An owner of an all-electric vehicle can choose to pay either an enhanced biennial registration fee of $306 or participate in the PPM program. By comparison, an owner of a vehicle made in 2000 or later with a combined rating of 0 to 19 mpg would pay $122 in registration fees.
While the PPM approach has been working well, the state is looking to see if the technology can handle a more granular model for road charging. Portland-area drivers who volunteer will participate in test-driving OReGO’s Local Road Usage Charge pilot, which will include three 75-driver-strong sub-pilots. Over the course of six months, OReGO will ask the drivers to complete a series of activities to test if the technology can support these three funding models:
- Area-boundary pricing: Time-of-day road charge pricing within the Portland metro area.
- Layer-area pricing: Time-of-day road charge pricing in two overlapping areas, such as a city (Portland) and county (Multnomah).
- Corridor pricing: Time-of-day road charge pricing on specific highway corridors within the Portland metro area. “This also only charges the additional rate if the vehicle is on the road for less than 5 miles,” Bock says. “This is to encourage throughput on those corridors.”

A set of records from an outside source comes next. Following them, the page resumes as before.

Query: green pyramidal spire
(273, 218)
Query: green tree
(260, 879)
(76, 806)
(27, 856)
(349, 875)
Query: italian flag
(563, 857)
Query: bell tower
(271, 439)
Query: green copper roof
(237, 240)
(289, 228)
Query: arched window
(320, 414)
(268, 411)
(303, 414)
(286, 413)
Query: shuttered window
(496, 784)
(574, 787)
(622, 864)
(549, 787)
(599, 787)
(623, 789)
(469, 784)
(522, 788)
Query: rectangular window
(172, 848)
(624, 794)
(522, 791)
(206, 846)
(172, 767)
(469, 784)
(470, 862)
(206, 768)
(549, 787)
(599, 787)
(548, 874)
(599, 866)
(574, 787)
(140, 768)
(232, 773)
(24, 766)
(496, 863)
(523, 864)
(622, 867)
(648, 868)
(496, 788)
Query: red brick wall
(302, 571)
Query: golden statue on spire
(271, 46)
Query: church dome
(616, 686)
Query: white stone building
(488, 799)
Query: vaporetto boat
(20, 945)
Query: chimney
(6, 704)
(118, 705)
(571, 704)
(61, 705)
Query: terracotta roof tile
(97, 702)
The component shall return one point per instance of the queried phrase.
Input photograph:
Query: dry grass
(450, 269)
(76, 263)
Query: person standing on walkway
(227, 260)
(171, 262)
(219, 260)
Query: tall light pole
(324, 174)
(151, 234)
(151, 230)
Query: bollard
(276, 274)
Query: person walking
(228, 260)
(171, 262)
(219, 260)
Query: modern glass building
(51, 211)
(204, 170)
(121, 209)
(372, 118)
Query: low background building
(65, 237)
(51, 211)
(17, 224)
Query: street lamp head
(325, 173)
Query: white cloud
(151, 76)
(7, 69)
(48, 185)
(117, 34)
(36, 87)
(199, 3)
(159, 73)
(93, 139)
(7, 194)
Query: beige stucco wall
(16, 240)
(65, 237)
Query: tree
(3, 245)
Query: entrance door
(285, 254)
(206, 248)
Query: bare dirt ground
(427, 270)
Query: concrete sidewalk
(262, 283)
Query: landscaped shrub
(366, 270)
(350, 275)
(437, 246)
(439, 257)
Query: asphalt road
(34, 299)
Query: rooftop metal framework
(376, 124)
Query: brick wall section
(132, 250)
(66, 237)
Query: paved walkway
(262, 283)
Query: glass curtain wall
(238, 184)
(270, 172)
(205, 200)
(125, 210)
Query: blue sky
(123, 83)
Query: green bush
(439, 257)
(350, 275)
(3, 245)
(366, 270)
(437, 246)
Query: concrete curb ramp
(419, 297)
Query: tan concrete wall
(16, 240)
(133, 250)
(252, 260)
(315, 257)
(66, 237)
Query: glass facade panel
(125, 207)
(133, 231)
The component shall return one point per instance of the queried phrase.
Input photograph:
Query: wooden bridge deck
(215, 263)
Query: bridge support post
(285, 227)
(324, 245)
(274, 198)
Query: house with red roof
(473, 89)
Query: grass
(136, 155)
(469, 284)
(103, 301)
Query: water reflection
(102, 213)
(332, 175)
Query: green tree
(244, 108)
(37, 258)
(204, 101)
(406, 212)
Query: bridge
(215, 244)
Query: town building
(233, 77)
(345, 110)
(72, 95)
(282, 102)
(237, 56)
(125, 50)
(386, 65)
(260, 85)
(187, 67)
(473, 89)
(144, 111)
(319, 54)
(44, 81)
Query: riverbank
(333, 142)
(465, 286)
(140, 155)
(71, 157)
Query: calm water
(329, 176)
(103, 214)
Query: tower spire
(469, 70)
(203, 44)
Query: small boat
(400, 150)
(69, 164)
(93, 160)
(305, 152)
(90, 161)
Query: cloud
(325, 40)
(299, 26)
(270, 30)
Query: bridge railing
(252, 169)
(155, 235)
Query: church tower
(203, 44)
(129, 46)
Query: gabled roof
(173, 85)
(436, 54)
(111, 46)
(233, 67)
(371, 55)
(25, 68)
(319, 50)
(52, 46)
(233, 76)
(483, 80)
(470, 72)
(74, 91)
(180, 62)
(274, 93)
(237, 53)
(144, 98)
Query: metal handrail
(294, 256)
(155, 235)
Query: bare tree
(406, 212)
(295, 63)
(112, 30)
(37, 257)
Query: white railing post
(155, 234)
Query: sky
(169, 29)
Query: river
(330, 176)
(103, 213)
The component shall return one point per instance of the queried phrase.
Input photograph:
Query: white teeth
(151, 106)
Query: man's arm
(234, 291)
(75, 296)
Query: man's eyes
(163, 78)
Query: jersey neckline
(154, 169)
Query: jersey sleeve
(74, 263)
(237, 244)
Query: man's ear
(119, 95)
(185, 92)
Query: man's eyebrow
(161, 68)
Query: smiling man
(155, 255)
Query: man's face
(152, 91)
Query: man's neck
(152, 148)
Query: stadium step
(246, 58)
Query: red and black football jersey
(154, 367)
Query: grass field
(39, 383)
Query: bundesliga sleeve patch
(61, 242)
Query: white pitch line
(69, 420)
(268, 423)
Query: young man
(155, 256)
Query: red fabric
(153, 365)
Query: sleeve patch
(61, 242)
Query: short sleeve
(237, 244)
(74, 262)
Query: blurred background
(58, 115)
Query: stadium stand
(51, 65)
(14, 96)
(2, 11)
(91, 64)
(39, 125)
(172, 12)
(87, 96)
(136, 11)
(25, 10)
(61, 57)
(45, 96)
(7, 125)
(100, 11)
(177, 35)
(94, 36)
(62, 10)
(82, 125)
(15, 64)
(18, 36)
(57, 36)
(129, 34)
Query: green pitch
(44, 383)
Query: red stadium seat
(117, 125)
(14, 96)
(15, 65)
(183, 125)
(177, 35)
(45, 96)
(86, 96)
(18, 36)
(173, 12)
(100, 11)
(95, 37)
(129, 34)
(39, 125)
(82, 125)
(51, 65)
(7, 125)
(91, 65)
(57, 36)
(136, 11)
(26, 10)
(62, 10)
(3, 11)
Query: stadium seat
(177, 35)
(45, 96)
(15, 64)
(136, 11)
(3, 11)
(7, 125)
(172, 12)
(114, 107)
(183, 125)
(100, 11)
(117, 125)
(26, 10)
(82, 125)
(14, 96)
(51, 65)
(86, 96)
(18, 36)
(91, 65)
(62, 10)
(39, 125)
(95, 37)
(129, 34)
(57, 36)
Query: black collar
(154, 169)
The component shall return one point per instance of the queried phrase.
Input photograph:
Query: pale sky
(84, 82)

“Currently the geofence is around the entire state of Oregon, so people are (marked as) either driving in-state or not if they have opted for a GPS-enabled device,” Bock says. “There is no time-of-day stamp for the program as it currently exists. For the area-boundary pricing that is based on time of day, a time stamp for the driving is transmitted by the device along with the other data needed to price trips.”

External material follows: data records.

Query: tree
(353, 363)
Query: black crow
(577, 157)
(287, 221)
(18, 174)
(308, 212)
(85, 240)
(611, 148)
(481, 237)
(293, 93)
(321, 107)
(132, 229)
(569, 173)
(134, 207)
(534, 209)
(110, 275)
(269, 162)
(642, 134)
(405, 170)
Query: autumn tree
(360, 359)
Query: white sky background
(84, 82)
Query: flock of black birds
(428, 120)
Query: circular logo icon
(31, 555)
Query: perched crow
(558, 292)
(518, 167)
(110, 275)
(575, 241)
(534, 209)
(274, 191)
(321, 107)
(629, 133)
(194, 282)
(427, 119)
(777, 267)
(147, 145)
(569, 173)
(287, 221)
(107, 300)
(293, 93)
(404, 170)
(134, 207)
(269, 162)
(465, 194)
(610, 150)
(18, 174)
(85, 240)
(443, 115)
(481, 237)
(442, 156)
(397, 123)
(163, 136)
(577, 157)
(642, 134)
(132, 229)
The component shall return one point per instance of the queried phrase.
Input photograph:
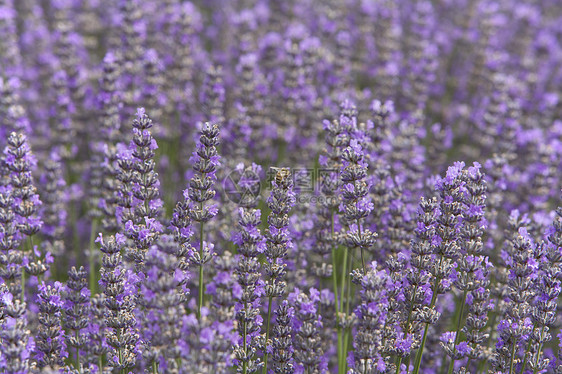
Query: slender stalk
(77, 352)
(244, 368)
(267, 333)
(93, 282)
(201, 284)
(417, 363)
(344, 277)
(407, 329)
(335, 285)
(457, 334)
(525, 355)
(512, 359)
(420, 351)
(347, 331)
(22, 285)
(538, 355)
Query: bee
(281, 174)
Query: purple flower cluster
(409, 219)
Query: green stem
(407, 328)
(420, 351)
(347, 304)
(93, 283)
(362, 256)
(267, 333)
(22, 285)
(525, 355)
(538, 356)
(512, 359)
(419, 355)
(457, 334)
(201, 284)
(77, 352)
(335, 285)
(344, 277)
(244, 368)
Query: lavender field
(280, 186)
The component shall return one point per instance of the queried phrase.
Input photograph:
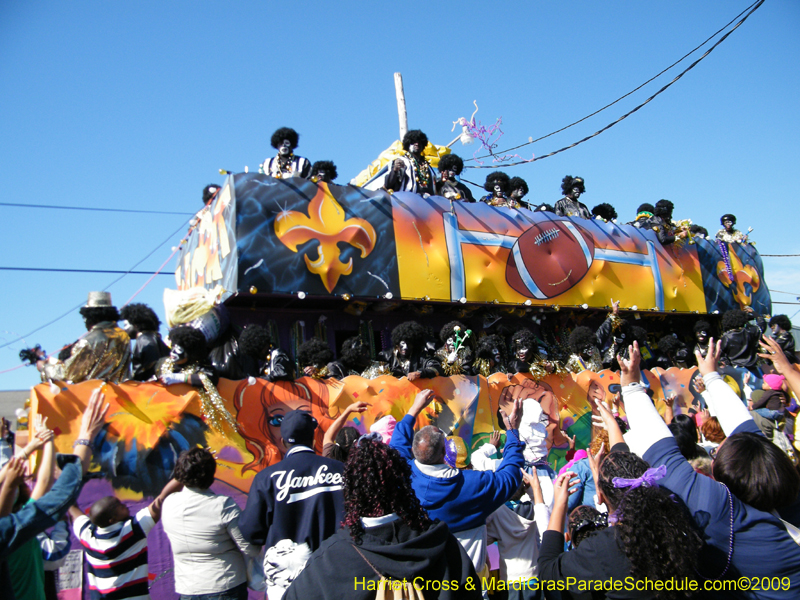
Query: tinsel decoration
(211, 403)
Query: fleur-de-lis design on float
(326, 224)
(741, 274)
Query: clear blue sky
(137, 105)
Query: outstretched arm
(336, 426)
(723, 401)
(647, 426)
(772, 351)
(44, 479)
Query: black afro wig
(448, 331)
(451, 162)
(734, 319)
(254, 341)
(518, 182)
(487, 344)
(523, 338)
(209, 191)
(191, 340)
(327, 166)
(702, 326)
(141, 316)
(315, 353)
(669, 344)
(284, 133)
(412, 333)
(497, 177)
(664, 209)
(781, 321)
(646, 208)
(570, 182)
(639, 334)
(580, 338)
(354, 351)
(415, 136)
(605, 211)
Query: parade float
(305, 258)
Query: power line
(74, 308)
(81, 271)
(127, 210)
(626, 115)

Driver behavior and other options
An external public relations firm will determine drivers’ eligibility for participation in the pilot. The state legislature and the Federal Highway Administration will receive the results from the pilot.

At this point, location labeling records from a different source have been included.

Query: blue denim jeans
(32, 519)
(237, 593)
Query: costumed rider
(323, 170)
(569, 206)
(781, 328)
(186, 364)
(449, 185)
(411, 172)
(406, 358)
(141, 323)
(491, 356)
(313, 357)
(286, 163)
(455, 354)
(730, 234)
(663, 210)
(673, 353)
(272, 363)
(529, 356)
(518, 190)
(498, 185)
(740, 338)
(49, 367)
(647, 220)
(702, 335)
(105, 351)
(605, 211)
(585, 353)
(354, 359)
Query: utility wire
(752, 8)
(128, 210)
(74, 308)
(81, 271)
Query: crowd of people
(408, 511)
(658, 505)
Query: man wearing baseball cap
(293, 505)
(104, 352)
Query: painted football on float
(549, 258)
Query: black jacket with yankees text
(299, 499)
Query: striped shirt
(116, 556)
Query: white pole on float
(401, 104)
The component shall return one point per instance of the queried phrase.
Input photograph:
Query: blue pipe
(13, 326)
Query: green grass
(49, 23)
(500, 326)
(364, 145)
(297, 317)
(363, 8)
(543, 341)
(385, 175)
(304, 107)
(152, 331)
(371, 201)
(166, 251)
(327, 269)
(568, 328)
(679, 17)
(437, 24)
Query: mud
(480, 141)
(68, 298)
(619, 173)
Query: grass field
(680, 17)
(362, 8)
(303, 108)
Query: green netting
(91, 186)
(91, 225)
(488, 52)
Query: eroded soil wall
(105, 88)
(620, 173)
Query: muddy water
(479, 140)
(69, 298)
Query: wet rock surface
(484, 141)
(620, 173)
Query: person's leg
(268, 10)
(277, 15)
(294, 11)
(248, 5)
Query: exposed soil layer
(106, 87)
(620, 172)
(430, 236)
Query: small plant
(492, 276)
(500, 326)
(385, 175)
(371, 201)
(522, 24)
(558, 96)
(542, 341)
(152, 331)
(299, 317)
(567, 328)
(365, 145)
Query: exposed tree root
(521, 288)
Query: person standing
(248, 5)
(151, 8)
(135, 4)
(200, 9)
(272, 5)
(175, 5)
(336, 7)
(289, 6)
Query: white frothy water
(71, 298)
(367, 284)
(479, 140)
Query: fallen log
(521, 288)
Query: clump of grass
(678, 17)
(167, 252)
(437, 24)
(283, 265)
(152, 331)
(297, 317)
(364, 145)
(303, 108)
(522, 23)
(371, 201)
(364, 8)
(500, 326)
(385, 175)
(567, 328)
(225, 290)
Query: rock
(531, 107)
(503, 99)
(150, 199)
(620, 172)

Bock and her colleagues are well aware that charges tied to the time of day a vehicle is on the road and what congestion it is driving in might lead drivers to modify their behavior and find workarounds that will lessen the revenue generated by the program. Among the many questions the public relations firm will explore: Would the pricing programs change driver behavior? How easy was it to read the bill and figure out what they were paying for during certain times of the day or on certain corridors?
While Oregon test-drives its pilots, the rest of the country is paying attention. “These (PPM) taxes are an example of a policy that can better align the private and social costs of driving while funding infrastructure,” says Cody Nehiba, Ph.D., an assistant professor of research at the Center for Energy Studies at Louisiana State University.
“There are multiple policies that are, to some extent, variants of a mileage tax,” Nehiba says. These include both congestion tolling, which is a mileage tax that increases during congested periods, and axle-weight-mile taxes for heavy-duty vehicles, which is a mileage tax that increases with truck axle weight.
Increasing vehicle registration fees for plug-in electric vehicles and hybrids is another option being broadly adopted by states, Nehiba says. To date, 28 states have levied additional registration fees for plug-in electric vehicles ranging from $50 to $225 annually. “Importantly, these fees do not vary with mileage — the fee is the same whether you drive 100 or 10,000 miles in a year — raising some equity concerns that mileage taxes address,” Nehiba adds.
Meanwhile the pilot will give Oregon more information about next steps. “We’re doing this new pilot to test different nuances in the technology that will allow us to be more flexible,” says Michelle Godfrey, education and outreach coordinator at ODOT. “The legislature is continuously evaluating our program and using our experience to determine how the policy should be developed in the future.”